Escuchó las palabras de los malvados y, aunque no le
gustó su gran descaro, hubo de reconocer que aquella gente estaba en la
buena senda; dio, pues, su consentimiento, ¿qué iba a hacer?
-Está bien -dijo-. Acepto vuestro programa,
señores malvados. Creo que el daño que originará
será considerable, pero ¿lo suficiente para hacer que prospere el
territorio de mi mando? Eso, ¡puede que sí y puede que no!
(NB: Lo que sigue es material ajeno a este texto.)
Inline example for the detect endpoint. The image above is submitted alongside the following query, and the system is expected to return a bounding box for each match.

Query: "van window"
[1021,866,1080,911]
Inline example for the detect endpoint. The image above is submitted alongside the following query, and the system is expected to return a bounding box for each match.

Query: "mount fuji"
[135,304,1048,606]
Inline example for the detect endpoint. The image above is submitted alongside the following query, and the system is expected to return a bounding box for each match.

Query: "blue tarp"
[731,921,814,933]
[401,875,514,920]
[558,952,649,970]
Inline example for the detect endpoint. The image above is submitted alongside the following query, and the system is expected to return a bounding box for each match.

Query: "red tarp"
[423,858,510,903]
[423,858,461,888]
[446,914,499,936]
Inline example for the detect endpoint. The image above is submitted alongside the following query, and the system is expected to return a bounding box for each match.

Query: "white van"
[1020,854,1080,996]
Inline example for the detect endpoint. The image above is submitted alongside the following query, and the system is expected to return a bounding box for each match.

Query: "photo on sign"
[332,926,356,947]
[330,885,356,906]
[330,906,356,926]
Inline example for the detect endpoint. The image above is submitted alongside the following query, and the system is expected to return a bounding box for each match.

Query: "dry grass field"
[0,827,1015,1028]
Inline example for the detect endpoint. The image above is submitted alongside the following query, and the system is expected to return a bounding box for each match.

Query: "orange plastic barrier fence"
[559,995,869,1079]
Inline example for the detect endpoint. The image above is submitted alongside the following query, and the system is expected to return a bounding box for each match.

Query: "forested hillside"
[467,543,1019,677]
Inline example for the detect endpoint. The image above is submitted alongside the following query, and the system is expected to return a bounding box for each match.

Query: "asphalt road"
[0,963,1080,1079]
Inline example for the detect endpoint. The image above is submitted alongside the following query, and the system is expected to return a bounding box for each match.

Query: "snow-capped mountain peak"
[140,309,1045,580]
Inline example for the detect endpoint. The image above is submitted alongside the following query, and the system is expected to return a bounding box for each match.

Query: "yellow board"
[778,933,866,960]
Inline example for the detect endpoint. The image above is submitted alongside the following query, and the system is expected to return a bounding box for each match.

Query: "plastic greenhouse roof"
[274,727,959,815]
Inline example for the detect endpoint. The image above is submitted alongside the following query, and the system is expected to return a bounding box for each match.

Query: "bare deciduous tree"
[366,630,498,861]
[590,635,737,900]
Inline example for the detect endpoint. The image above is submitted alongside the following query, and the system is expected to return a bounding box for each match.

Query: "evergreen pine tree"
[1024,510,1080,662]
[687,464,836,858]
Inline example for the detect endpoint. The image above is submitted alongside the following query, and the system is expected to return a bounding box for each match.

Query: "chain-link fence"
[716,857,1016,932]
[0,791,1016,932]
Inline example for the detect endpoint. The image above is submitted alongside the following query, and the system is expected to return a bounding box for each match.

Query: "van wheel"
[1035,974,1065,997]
Dio orden de que las palabras de los malvados fuesen escritas
en unos tableros y que se colgasen éstos en las plazas, para conocimiento
general, y él se asomó a la ventana, a esperar los
acontecimientos. Esperó un mes; luego, otro, y vio lo siguiente: los
malvados corrían de un lado para otro, decían palabrotas,
saqueaban, se daban mutuamente dentelladas, ¡y el territorio de su mando
no prosperaba de ninguna manera! Es más, los vecinos se habían
escondido tanto en sus madrigueras, que no había modo de sacarlos de
allí. ¿Estaban vivos o muertos? No respondían a las
llamadas.
Entonces, tomó una decisión. Salió a la
calle y echó a andar, todo derecho. Siguió anda que te anda hasta
que llegó a una gran ciudad donde los jefes superiores tenían su
residencia.
Miró, ¡y no podía dar crédito a sus
ojos! ¿Acaso hacía mucho que, en esta misma ciudad, "los
malvados" pregonaban sus programas en todas las esquinas, mientras que
"la gentecilla insignificante" se escondía en sus madrigueras?
Y ahora de sopetón, ¡ocurría todo lo contrario! "La
gentecilla insignificante" circulaba libremente por las calles, mientras
que "los malvados" ¡se ocultaban en sus madrigueras!